Já havia visto, no Rio Grande do Norte, pessoas jogando livros no lixo. Inclusive, catadores recolhendo exemplares para levar às filhas. Vi até o descarte de obras de Câmara Cascudo, o maior escritor potiguar e uma das maiores personalidades do estado. Foi assustador.
Agora, nesta semana, vi a notícia do descarte de parte do acervo de uma biblioteca pública na cidade de Osasco, em São Paulo. A Prefeitura alegou contaminação por mofo. Se isso de fato ocorreu, certamente foi consequência de desleixo. Em uma reportagem de TV, uma entrevistada informou que o acervo da biblioteca era formado por doações.
Aqui em Caicó, a Biblioteca Municipal tem 106 anos e também não recebe compras regulares de livros por parte do poder público, à exceção de uma remessa enviada pelo MEC em 2009. Inclusive, fica a sugestão para quem quiser doar A Ilíada e A Odisseia, de Homero, já que a Prefeitura aparentemente não poderá adquiri-las para não causar prejuízo aos blocos de carnaval.
A educação brasileira, construída no improviso, em um país que historicamente pouco valorizou o saber e onde grande parte das casas não possui livros, enfrenta neste século a concorrência feroz da música que se tornou coisa de bandido. Isso torna ainda mais difícil a tarefa do ensino, já que a escola não tem força para competir com a música.

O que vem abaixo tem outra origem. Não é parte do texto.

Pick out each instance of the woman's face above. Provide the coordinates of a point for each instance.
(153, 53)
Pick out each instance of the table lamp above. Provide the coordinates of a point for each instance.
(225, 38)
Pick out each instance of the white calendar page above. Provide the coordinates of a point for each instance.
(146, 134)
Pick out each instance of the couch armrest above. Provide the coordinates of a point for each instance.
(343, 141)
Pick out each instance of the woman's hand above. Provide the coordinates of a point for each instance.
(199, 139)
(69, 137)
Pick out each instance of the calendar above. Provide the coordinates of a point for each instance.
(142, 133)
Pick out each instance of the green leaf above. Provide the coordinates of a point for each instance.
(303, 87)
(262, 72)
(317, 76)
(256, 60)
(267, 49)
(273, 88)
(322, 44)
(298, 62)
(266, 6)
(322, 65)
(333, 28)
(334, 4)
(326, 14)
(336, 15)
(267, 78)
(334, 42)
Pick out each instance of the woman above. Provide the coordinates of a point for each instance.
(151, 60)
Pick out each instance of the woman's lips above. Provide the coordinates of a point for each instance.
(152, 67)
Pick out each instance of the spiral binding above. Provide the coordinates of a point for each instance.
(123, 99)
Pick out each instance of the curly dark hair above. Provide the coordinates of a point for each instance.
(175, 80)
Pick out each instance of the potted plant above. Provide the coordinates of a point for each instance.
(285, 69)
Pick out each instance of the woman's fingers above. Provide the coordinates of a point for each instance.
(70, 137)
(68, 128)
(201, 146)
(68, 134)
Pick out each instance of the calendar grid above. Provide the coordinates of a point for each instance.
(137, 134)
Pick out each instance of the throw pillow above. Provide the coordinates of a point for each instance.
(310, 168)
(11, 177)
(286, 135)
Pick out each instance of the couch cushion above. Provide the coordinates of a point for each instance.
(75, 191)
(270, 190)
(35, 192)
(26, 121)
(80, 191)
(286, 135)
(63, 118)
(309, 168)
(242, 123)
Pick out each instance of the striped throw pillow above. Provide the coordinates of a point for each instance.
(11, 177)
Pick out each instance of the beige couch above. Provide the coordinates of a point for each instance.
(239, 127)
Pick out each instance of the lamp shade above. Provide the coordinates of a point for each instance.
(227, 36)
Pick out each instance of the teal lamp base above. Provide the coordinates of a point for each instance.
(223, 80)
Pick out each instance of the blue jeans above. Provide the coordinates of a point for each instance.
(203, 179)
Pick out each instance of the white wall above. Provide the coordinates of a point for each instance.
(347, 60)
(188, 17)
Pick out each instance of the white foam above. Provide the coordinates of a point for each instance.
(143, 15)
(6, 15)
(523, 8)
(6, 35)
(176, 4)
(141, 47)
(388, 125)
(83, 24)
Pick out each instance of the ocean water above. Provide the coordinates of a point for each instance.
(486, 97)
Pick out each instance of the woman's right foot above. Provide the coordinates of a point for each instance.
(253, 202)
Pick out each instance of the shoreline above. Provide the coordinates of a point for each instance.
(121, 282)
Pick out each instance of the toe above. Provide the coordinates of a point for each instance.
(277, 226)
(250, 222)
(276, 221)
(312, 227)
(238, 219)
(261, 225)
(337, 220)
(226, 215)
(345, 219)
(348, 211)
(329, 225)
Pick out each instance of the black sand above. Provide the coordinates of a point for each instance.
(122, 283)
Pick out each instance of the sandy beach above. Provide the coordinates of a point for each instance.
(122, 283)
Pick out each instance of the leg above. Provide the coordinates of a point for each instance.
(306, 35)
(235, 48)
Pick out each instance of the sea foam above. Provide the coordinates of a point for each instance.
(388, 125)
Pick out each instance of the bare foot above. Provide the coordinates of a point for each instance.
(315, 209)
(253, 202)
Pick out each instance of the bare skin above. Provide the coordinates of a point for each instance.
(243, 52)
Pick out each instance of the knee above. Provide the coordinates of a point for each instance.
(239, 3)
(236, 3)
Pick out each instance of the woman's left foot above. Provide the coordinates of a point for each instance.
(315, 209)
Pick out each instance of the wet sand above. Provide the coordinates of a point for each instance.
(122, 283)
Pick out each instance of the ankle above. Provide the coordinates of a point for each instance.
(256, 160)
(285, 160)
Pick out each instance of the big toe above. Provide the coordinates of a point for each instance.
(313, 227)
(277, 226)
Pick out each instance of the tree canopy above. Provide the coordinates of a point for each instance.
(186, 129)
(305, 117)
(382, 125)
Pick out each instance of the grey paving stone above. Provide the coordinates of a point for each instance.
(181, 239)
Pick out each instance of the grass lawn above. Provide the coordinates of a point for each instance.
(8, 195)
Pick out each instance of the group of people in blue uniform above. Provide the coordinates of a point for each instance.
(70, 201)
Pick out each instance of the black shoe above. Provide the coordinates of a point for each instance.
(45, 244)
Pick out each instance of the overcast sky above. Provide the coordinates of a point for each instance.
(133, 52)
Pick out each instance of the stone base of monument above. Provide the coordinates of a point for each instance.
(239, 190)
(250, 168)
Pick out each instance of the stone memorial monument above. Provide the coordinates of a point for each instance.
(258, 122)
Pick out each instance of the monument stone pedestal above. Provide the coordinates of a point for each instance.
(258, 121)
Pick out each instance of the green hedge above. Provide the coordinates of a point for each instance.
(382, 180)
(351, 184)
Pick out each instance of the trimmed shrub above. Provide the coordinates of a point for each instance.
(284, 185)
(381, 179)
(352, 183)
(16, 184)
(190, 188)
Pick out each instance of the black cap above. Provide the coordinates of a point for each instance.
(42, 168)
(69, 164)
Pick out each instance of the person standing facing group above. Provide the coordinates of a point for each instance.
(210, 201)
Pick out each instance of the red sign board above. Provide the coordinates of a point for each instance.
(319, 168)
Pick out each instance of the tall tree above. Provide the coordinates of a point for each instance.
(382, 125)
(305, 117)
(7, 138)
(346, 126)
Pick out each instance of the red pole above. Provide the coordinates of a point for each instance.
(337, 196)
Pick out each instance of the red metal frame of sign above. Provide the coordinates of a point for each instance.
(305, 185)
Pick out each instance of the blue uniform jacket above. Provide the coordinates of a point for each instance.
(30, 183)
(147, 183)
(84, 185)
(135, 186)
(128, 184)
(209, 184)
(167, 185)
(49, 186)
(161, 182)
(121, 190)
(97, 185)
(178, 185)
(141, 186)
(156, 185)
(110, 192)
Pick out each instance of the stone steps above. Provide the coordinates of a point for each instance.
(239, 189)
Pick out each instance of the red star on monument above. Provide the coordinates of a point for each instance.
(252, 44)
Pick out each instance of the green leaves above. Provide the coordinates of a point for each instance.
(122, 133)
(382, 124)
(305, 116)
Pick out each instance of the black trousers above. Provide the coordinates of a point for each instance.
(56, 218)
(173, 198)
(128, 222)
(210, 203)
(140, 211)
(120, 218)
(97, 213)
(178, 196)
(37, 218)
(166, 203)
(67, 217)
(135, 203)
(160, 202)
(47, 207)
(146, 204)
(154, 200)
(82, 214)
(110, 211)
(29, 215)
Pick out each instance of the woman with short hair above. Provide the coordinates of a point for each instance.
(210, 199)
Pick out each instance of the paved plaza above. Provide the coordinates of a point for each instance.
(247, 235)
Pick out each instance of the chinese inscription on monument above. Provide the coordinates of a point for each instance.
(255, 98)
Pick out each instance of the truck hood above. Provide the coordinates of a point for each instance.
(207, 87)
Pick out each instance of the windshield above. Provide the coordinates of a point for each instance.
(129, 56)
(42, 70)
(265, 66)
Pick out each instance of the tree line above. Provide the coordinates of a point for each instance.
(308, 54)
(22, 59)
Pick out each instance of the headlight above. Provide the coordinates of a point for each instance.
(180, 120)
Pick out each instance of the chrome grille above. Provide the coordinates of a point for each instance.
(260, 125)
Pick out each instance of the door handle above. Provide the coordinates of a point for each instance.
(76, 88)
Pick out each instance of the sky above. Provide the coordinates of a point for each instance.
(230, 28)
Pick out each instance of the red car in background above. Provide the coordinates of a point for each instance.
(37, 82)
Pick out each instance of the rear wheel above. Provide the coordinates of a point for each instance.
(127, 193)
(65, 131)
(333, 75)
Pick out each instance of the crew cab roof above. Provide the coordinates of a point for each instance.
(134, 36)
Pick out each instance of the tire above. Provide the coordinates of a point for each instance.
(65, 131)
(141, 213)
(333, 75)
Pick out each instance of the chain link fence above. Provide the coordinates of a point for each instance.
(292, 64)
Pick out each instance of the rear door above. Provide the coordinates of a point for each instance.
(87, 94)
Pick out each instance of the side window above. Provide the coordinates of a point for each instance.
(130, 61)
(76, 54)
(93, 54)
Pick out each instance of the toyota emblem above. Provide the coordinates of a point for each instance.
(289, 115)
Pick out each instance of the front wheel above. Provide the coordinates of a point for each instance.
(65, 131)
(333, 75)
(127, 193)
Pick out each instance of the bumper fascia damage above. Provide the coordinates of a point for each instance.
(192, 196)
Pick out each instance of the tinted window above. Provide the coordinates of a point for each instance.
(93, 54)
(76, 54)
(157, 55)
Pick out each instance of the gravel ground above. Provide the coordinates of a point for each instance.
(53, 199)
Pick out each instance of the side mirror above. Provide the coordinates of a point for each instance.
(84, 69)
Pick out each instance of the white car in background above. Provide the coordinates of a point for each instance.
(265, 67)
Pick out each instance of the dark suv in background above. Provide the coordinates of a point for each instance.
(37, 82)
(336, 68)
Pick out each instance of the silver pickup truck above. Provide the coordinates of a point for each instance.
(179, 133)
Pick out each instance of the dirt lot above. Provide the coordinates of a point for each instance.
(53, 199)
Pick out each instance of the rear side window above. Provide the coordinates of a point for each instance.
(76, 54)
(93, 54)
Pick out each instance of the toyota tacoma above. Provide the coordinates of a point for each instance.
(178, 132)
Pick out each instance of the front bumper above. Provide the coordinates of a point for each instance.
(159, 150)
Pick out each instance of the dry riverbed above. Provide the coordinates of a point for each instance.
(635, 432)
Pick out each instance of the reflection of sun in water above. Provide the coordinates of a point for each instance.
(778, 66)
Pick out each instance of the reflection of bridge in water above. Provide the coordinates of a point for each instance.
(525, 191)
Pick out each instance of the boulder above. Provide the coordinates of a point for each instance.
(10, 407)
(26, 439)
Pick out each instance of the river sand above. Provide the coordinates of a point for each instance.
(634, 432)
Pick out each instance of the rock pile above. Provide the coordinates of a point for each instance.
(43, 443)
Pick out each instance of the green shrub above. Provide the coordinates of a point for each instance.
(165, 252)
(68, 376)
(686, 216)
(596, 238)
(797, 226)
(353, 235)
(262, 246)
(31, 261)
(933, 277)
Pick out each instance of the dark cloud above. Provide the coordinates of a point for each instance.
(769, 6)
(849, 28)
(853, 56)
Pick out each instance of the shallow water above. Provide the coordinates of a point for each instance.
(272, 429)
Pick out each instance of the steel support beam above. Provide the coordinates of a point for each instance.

O Governo Federal criou o programa MEC Livros, uma boa iniciativa. Em 2022, Lula, então candidato, prometeu substituir clubes de tiro por livros. Nesta semana, o Governo Federal lançou o novo Plano Nacional do Livro e Leitura (PNLL), válido para o período de 2026 a 2036, que estabelece como meta elevar o percentual de leitores no país de 47% para 55% da população até 2035.
Resta às prefeituras seguir o exemplo do governo federal e priorizar as bibliotecas municipais. Sem livros, não existe cidade: resta apenas o corredor da folia.